As I mentioned a few weeks or so ago, the parallels between volume 1 of Stieg Larsson's Millennium trilogy and the earliest days of the real life Team Palast as documented in Palast's latest book are kind of eerie: an elderly womanizing disgraced liberal investigative journalist teams up with a younger man-hating female victim of sexual abuse amateur detective to take down rich killers who are above the law. The Hollywood trade press is saying that one reason it's tanking at the box office is that this is not exactly what most Americans want to go see during Christmas week, but it's the kind of thing that's solidly in my wheel-house.

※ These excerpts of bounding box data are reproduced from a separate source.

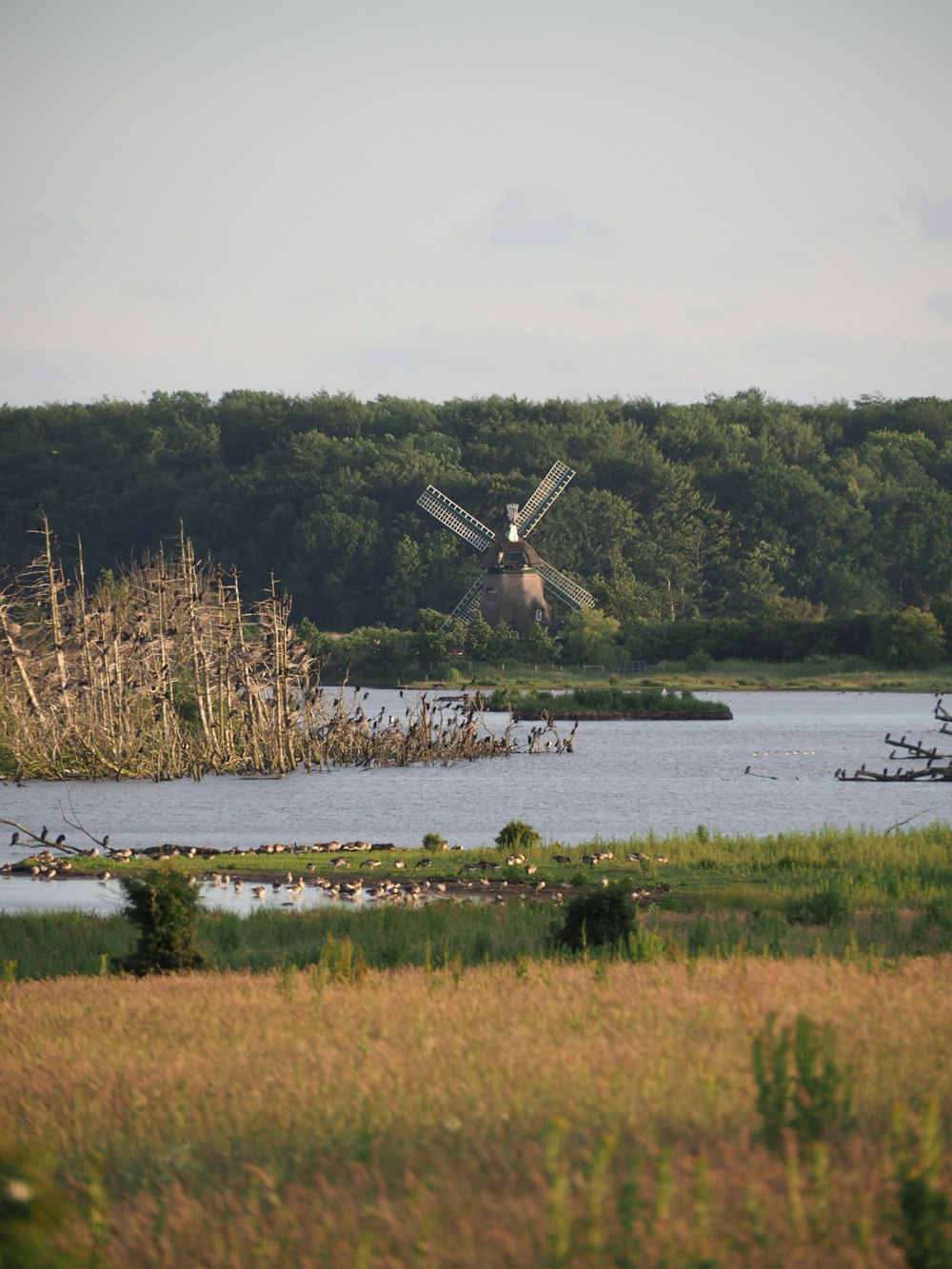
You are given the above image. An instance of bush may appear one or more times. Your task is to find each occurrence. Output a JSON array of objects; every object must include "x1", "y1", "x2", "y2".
[
  {"x1": 753, "y1": 1014, "x2": 853, "y2": 1150},
  {"x1": 496, "y1": 820, "x2": 542, "y2": 851},
  {"x1": 122, "y1": 866, "x2": 205, "y2": 975},
  {"x1": 557, "y1": 885, "x2": 635, "y2": 952},
  {"x1": 784, "y1": 883, "x2": 853, "y2": 929}
]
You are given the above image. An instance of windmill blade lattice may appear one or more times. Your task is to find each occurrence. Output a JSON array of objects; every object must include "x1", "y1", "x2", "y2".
[
  {"x1": 416, "y1": 485, "x2": 496, "y2": 551},
  {"x1": 538, "y1": 560, "x2": 595, "y2": 608},
  {"x1": 515, "y1": 462, "x2": 575, "y2": 538},
  {"x1": 441, "y1": 576, "x2": 483, "y2": 629}
]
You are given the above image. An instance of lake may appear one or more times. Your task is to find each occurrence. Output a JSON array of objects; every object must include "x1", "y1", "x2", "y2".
[{"x1": 0, "y1": 690, "x2": 952, "y2": 908}]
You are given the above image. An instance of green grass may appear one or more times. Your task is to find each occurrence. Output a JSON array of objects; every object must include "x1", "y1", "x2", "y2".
[
  {"x1": 408, "y1": 657, "x2": 952, "y2": 691},
  {"x1": 0, "y1": 823, "x2": 952, "y2": 980},
  {"x1": 486, "y1": 686, "x2": 731, "y2": 718}
]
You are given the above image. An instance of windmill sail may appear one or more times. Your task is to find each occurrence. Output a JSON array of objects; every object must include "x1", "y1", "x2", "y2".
[
  {"x1": 538, "y1": 560, "x2": 595, "y2": 608},
  {"x1": 416, "y1": 485, "x2": 496, "y2": 551},
  {"x1": 515, "y1": 462, "x2": 575, "y2": 538}
]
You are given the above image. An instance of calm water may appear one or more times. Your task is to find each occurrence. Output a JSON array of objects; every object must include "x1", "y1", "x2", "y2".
[{"x1": 0, "y1": 691, "x2": 952, "y2": 910}]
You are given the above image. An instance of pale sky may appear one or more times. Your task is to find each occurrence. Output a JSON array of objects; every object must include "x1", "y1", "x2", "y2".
[{"x1": 0, "y1": 0, "x2": 952, "y2": 405}]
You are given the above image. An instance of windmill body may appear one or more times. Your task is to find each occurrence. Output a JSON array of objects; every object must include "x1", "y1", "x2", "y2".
[{"x1": 418, "y1": 464, "x2": 595, "y2": 635}]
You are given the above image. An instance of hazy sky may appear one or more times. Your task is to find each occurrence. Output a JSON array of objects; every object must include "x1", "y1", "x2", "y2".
[{"x1": 0, "y1": 0, "x2": 952, "y2": 404}]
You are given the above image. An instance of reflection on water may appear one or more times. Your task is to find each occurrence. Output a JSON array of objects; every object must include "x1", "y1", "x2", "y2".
[
  {"x1": 0, "y1": 874, "x2": 404, "y2": 916},
  {"x1": 0, "y1": 691, "x2": 952, "y2": 908}
]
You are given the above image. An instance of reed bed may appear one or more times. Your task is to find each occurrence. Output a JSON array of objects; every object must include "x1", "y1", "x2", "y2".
[
  {"x1": 0, "y1": 957, "x2": 952, "y2": 1266},
  {"x1": 0, "y1": 901, "x2": 952, "y2": 981}
]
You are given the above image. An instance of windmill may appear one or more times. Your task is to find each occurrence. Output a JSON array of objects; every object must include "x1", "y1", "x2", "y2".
[{"x1": 416, "y1": 462, "x2": 595, "y2": 635}]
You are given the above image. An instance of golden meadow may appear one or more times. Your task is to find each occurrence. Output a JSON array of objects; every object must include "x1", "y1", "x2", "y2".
[{"x1": 0, "y1": 824, "x2": 952, "y2": 1269}]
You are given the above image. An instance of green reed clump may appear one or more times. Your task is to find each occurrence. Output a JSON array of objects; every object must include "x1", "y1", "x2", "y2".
[
  {"x1": 0, "y1": 1150, "x2": 79, "y2": 1269},
  {"x1": 784, "y1": 882, "x2": 856, "y2": 926},
  {"x1": 892, "y1": 1101, "x2": 952, "y2": 1269},
  {"x1": 121, "y1": 865, "x2": 205, "y2": 975},
  {"x1": 557, "y1": 885, "x2": 635, "y2": 952},
  {"x1": 496, "y1": 820, "x2": 542, "y2": 853}
]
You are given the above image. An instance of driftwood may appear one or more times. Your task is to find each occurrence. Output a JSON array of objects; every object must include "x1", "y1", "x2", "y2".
[{"x1": 834, "y1": 697, "x2": 952, "y2": 783}]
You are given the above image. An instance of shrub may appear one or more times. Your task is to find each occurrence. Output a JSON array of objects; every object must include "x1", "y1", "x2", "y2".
[
  {"x1": 784, "y1": 884, "x2": 853, "y2": 929},
  {"x1": 892, "y1": 1101, "x2": 952, "y2": 1269},
  {"x1": 122, "y1": 866, "x2": 205, "y2": 975},
  {"x1": 557, "y1": 885, "x2": 635, "y2": 952},
  {"x1": 0, "y1": 1151, "x2": 72, "y2": 1269},
  {"x1": 496, "y1": 820, "x2": 542, "y2": 851},
  {"x1": 753, "y1": 1014, "x2": 853, "y2": 1150}
]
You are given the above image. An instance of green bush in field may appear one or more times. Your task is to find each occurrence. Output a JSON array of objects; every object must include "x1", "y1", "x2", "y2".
[
  {"x1": 0, "y1": 1152, "x2": 77, "y2": 1269},
  {"x1": 784, "y1": 882, "x2": 853, "y2": 929},
  {"x1": 496, "y1": 820, "x2": 542, "y2": 851},
  {"x1": 753, "y1": 1014, "x2": 853, "y2": 1150},
  {"x1": 121, "y1": 866, "x2": 205, "y2": 975},
  {"x1": 557, "y1": 885, "x2": 635, "y2": 952}
]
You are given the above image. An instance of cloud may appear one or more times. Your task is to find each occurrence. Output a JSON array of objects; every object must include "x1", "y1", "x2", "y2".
[
  {"x1": 343, "y1": 327, "x2": 664, "y2": 400},
  {"x1": 917, "y1": 194, "x2": 952, "y2": 243},
  {"x1": 925, "y1": 290, "x2": 952, "y2": 321},
  {"x1": 746, "y1": 327, "x2": 952, "y2": 401},
  {"x1": 123, "y1": 278, "x2": 195, "y2": 305},
  {"x1": 461, "y1": 186, "x2": 618, "y2": 252},
  {"x1": 684, "y1": 305, "x2": 747, "y2": 321}
]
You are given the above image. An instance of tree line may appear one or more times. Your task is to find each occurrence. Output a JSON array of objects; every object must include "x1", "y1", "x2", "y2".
[{"x1": 0, "y1": 389, "x2": 952, "y2": 645}]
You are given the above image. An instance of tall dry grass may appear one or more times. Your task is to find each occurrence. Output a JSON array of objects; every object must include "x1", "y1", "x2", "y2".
[{"x1": 0, "y1": 957, "x2": 952, "y2": 1266}]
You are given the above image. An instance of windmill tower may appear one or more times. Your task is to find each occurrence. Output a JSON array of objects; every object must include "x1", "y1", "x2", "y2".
[{"x1": 416, "y1": 464, "x2": 595, "y2": 635}]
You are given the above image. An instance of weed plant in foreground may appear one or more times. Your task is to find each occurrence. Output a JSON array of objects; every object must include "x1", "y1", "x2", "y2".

It's a beautiful film. The Trent Reznor soundtrack is a little bombastic, in that way that Jerry Goldsmith scores usually are -- when the film wants you to be scared or wants you to be sad, the sound track hammers the stuffing out of you about it -- but it's an excellent soundtrack. (I walked out humming Enya's "Orinocco Flow" and twitching from the deliberately jarring way it's used.) Most of the violence happens off screen or is filmed at discrete angles, and the deliberately sickening attack on Lisbeth that's so important to the plot is still made only just barely as horrific as it needs to be; this is a profoundly unexploitative film about a subject that's easy and tempting for Hollywood to exploit. I'm told that the book and first movie adaptation play up the whodunnit aspects of the plot; this is, instead, a movie that's less about the cerebral exercise of solving a series of crimes than it is about the emotional and physical cost of doing so. I've heard complaints that Larsson's politics didn't make it into the film, but I don't know -- given the limitations of the movie's length, I think there are plenty of allusions to the central political issue of the book, at least as far as I know it from the many reviews I read, namely what Sweden's hushed-up, it's-impolite-to-bring-up, history of Nazi collaboration means for a country that wants to be an economically successful Scandanavian social welfare state, about the parallels between fascism then and neo-liberal corporatocracy now.

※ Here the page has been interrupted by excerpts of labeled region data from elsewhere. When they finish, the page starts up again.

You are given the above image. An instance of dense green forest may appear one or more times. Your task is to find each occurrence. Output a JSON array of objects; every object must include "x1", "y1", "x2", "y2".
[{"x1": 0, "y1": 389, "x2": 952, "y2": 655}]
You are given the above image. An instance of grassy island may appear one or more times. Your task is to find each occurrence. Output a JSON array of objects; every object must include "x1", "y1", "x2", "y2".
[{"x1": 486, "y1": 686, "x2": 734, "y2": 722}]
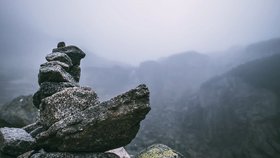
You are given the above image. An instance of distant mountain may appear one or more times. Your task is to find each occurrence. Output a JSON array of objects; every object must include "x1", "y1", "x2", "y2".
[
  {"x1": 128, "y1": 39, "x2": 280, "y2": 157},
  {"x1": 152, "y1": 54, "x2": 280, "y2": 158},
  {"x1": 0, "y1": 36, "x2": 280, "y2": 158}
]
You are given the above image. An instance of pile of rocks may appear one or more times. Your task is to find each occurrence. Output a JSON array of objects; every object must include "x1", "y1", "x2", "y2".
[{"x1": 0, "y1": 42, "x2": 150, "y2": 158}]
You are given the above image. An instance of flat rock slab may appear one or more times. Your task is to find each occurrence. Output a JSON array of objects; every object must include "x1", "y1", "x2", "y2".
[
  {"x1": 18, "y1": 150, "x2": 120, "y2": 158},
  {"x1": 40, "y1": 87, "x2": 99, "y2": 127},
  {"x1": 0, "y1": 127, "x2": 35, "y2": 156},
  {"x1": 135, "y1": 144, "x2": 184, "y2": 158},
  {"x1": 36, "y1": 85, "x2": 150, "y2": 152}
]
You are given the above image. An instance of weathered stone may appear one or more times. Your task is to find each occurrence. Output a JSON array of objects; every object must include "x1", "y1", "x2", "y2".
[
  {"x1": 135, "y1": 144, "x2": 184, "y2": 158},
  {"x1": 68, "y1": 65, "x2": 81, "y2": 82},
  {"x1": 33, "y1": 82, "x2": 79, "y2": 108},
  {"x1": 0, "y1": 95, "x2": 38, "y2": 127},
  {"x1": 36, "y1": 85, "x2": 150, "y2": 152},
  {"x1": 38, "y1": 65, "x2": 76, "y2": 84},
  {"x1": 57, "y1": 41, "x2": 65, "y2": 48},
  {"x1": 0, "y1": 127, "x2": 35, "y2": 156},
  {"x1": 53, "y1": 46, "x2": 86, "y2": 65},
  {"x1": 46, "y1": 52, "x2": 73, "y2": 66},
  {"x1": 18, "y1": 150, "x2": 120, "y2": 158},
  {"x1": 0, "y1": 151, "x2": 14, "y2": 158},
  {"x1": 40, "y1": 87, "x2": 99, "y2": 127},
  {"x1": 106, "y1": 147, "x2": 130, "y2": 158},
  {"x1": 40, "y1": 61, "x2": 70, "y2": 71}
]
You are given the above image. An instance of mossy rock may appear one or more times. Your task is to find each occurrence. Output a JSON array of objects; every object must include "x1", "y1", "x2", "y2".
[{"x1": 136, "y1": 144, "x2": 184, "y2": 158}]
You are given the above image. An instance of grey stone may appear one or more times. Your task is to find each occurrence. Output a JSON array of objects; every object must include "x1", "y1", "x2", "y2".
[
  {"x1": 106, "y1": 147, "x2": 130, "y2": 158},
  {"x1": 53, "y1": 46, "x2": 86, "y2": 65},
  {"x1": 38, "y1": 65, "x2": 76, "y2": 84},
  {"x1": 0, "y1": 127, "x2": 35, "y2": 156},
  {"x1": 33, "y1": 82, "x2": 79, "y2": 108},
  {"x1": 0, "y1": 95, "x2": 38, "y2": 127},
  {"x1": 57, "y1": 41, "x2": 65, "y2": 48},
  {"x1": 40, "y1": 61, "x2": 70, "y2": 71},
  {"x1": 36, "y1": 85, "x2": 150, "y2": 152},
  {"x1": 40, "y1": 87, "x2": 99, "y2": 127},
  {"x1": 135, "y1": 144, "x2": 184, "y2": 158},
  {"x1": 68, "y1": 65, "x2": 81, "y2": 82},
  {"x1": 18, "y1": 150, "x2": 120, "y2": 158},
  {"x1": 46, "y1": 52, "x2": 73, "y2": 66}
]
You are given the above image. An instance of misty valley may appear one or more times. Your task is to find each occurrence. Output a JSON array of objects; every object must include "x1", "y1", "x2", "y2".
[{"x1": 0, "y1": 39, "x2": 280, "y2": 158}]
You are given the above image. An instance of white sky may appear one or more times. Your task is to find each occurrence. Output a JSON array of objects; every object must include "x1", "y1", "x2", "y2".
[{"x1": 0, "y1": 0, "x2": 280, "y2": 65}]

But above all, it's hands-down the best acted film I've seen all year. Maybe that's a low hurdle; I haven't seen a lot of movies this year, and most of them were genre films. But even with that grain of salt, let me tell you that Craig may be wasted on this part: his character is not an emotionally demonstrative man and neither is Craig in this role, and it's not hard to play a nearly one-note character, but I think he's more than adequate. Mara, on the other hand, is amazing; this is an Oscar-bait performance. There's this thing she does with her shifting posture that just completely, in every scene, sells the fact that this is a badly broken person, someone who has been hurt way too often, someone who toughs it out over a lot of unhealed emotional scars -- you constantly see her trying to do the impossible, to constantly watch every angle around her while lost in her own thoughts and while trying not to look anybody in the eye, someone trying to simultaneously be ignored and be too scary to mess with. The supporting cast are all pretty amazing, too.
I had one big complaint with the movie, and I know from the reviews of the book and the other movie that it's a source material problem. It's only a minor spoiler, since there are several characters in the movie that this description fits, but ... really? A Russian mafiosi alcoholic Nazi Christian fundamentalist corrupt corporate executive rapist serial killer? Really? Isn't that, oh, I don't know, just a little over the top? Just a little cartoonish?
Still: this movie deserves, in my opinion, to sell enough tickets to get the other two volumes of the trilogy green-lit. Please, go see it in a theater.